Türkiye ile İsveç arasında imzalanan işgücü anlaşmasının yıldönümü nedeniyle bir basın açıklaması yapan İstanbul Milletvekili ve TBMM İnsan Haklarını İnceleme Komisyonu Başkanı Mustafa Yeneroğlu, “1967 yılında başlayan kitlesel iş göçü anlaşması sonrası İsveç toplumundaki çeşitliliğin anlamlı bir parçası olan vatandaşlarımız, halk oylamasında oy kullanarak siyasi katılımlarını göstermelidirler.” dedi. Yeneroğlu açıklamasında şunları ifade etti:
“10 Mart 1967 tarihinde Stokholm’da, iki ülke arasındaki dostluk bağları ve işgücü mücadelesinin karşılıklı faydaları göz önünde bulundurularak Türkiye ile İsveç arasında işgücü anlaşması tanzim edilmiş ve kitlesel işgücü göçü resmî olarak başlamıştır. 17. yüzyıl başlarına dayanan ve hem Osmanlı dönemi hem de Türkiye Cumhuriyeti’nin ilk dönemlerinde ticaret ve dostluk anlaşmalarıyla kesintisiz biçimde gelişerek devam eden Türkiye-İsveç ilişkileri bu tarihten sonra yeni bir boyut kazanmıştır.

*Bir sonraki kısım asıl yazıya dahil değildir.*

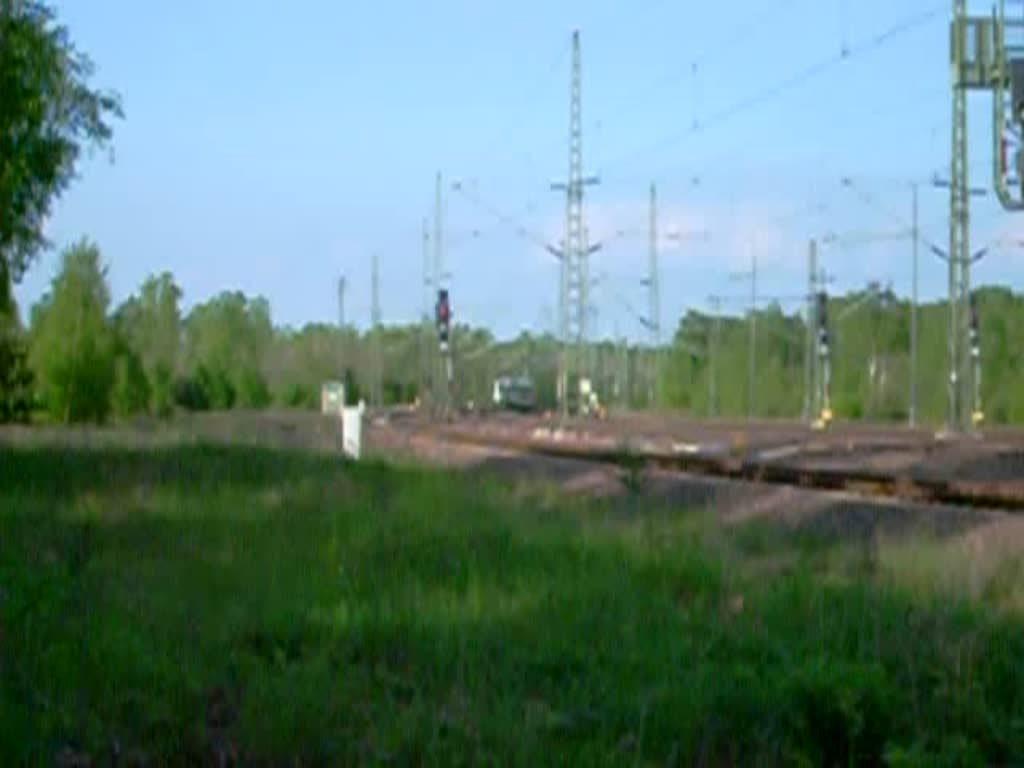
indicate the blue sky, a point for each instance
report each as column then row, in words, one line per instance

Diğer Avrupa ülkelerinde görüldüğü gibi bu ülkede yaşayan vatandaşlarımız da İsveç toplumunda eğitim ve iş hayatında, ayrıca siyasetin farklı kademelerinde yer almaktadır. İsveç Parlamentosundaki 8 Türkiye kökenli milletvekili ve hükûmette yer alan 2 Türkiye kökenli Bakan başta olmak üzere pek çok Türkiye kökenli insanımız İsveç siyasetinin çeşitli kademelerinde yer almaktadır. Bu durum, Türkiye kökenli insanlarımızın gelecekte İsveç siyasetinde daha aktif olacaklarının da bir göstergesidir. Bununla birlikte İsveç’teki vatandaşlarımız iki ülke arasındaki ekonomik potansiyelin gelişmesine de katkıda bulunmaktadırlar. Günümüzde İsveç ile Türkiye arasındaki ikili ticaret hacminin boyutları, yaklaşık olarak 2,8 milyar ABD Dolarına ulaşmaktadır.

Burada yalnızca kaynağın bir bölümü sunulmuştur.